Substance P inhibits natural killer cell cytotoxicity through the neurokinin-1 receptor

Abstract

SP is a potent neuroimmunomodulator that functions through ligating members of the neurokinin receptor family, one of which, NK1R, is widely expressed in immune cells. As in humans, circulating SP levels are increased in pathologic states associated with impairment of NK cell functions, such as depression and HIV infection, we hypothesized that SP has a direct, inhibitory effect upon NK cells. We have studied a clonal human NK cell line (YTS) as well as ex vivo human NK cells and have determined that truncated and full-length NK1R isoforms are expressed in and SP bound by ex vivo NK cells and the YTS NK cell line. Incubation of YTS cells with 10⁻⁶ M SP and ex vivo NK cells with 10⁻⁵ M SP inhibited cytotoxic ability by ∼20% and reduced degranulation. This inhibitory effect upon cytotoxicity was partially prevented by the NK1R antagonist CP96,345. The treatment of YTS or ex vivo NK cells with SP neither down-modulated NCR expression nor affected triggering receptor-induced NF-κB activation. Preincubation of YTS cells with SP, however, did abbreviate the typically prolonged intracellular calcium increase induced by target cell engagement and reduced triggering receptor-induced pERK. Thus, SP has the potential to regulate NK cell functions and acts downstream from neurokinin receptors to modulate NK cell activation signaling.

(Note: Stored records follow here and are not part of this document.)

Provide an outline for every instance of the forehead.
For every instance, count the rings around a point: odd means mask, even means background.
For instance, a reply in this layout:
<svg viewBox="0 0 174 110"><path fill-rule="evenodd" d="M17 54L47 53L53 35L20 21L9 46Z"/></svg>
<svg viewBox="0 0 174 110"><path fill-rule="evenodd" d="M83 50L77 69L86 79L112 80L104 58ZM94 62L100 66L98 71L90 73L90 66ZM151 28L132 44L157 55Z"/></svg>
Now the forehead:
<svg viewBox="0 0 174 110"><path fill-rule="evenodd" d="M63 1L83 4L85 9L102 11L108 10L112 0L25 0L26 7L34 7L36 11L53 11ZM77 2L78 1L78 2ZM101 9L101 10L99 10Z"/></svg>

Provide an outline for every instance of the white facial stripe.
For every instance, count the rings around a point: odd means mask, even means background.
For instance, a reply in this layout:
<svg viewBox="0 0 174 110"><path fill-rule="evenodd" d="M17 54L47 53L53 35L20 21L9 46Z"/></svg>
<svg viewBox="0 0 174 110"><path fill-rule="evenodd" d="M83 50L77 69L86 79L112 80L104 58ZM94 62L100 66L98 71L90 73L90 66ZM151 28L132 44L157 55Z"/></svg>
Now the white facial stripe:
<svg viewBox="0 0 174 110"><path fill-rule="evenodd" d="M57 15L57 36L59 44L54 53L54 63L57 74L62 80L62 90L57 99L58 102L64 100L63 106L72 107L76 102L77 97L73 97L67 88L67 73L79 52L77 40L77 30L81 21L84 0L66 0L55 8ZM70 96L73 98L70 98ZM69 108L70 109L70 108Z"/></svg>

This mechanism may contribute to impairment of NK cell function in certain disease states associated with increased circulating SP. Antagonism of this system may present an opportunity to augment NK cell function therapeutically in selected human diseases.

Figure 1.. Expression of NK1R in human NK cells.

(A) qPCR of NK1R mRNA expression in human NK cell lines. Total cellular RNA from different NK cell lines, NKL, NK92, NK3.3, or IL-2 expanded ex vivo NK cells (LAK-A and -B from two individual donors), was evaluated using specific primers for NK1R to demonstrate quantitative differences among RNA from each cell line. Data are representative of two experiments. NK1R isoform expression in (B) YTS cells and (C) ex vivo NK cells. Full-length and truncated NK1R mRNA were amplified from YTS cells by real-time RT-PCR and the number of transcripts presented/million copies of GAPDH. The truncated NK1R mRNA level was greater than that of full-length NK1R in YTS cells (n=10; *P=0.0148; paired t test) and ex vivo NK cells (n=3; P=0.0046; paired t test). Mean copies of full-length NK1R =186.5 in YTS (se=82.8) and =102.3 in ex vivo NK cells (se=51.2), whereas truncated NK1R =1009 in YTS (se=257.4) and =31,805 in ex vivo NK cells (se=2204).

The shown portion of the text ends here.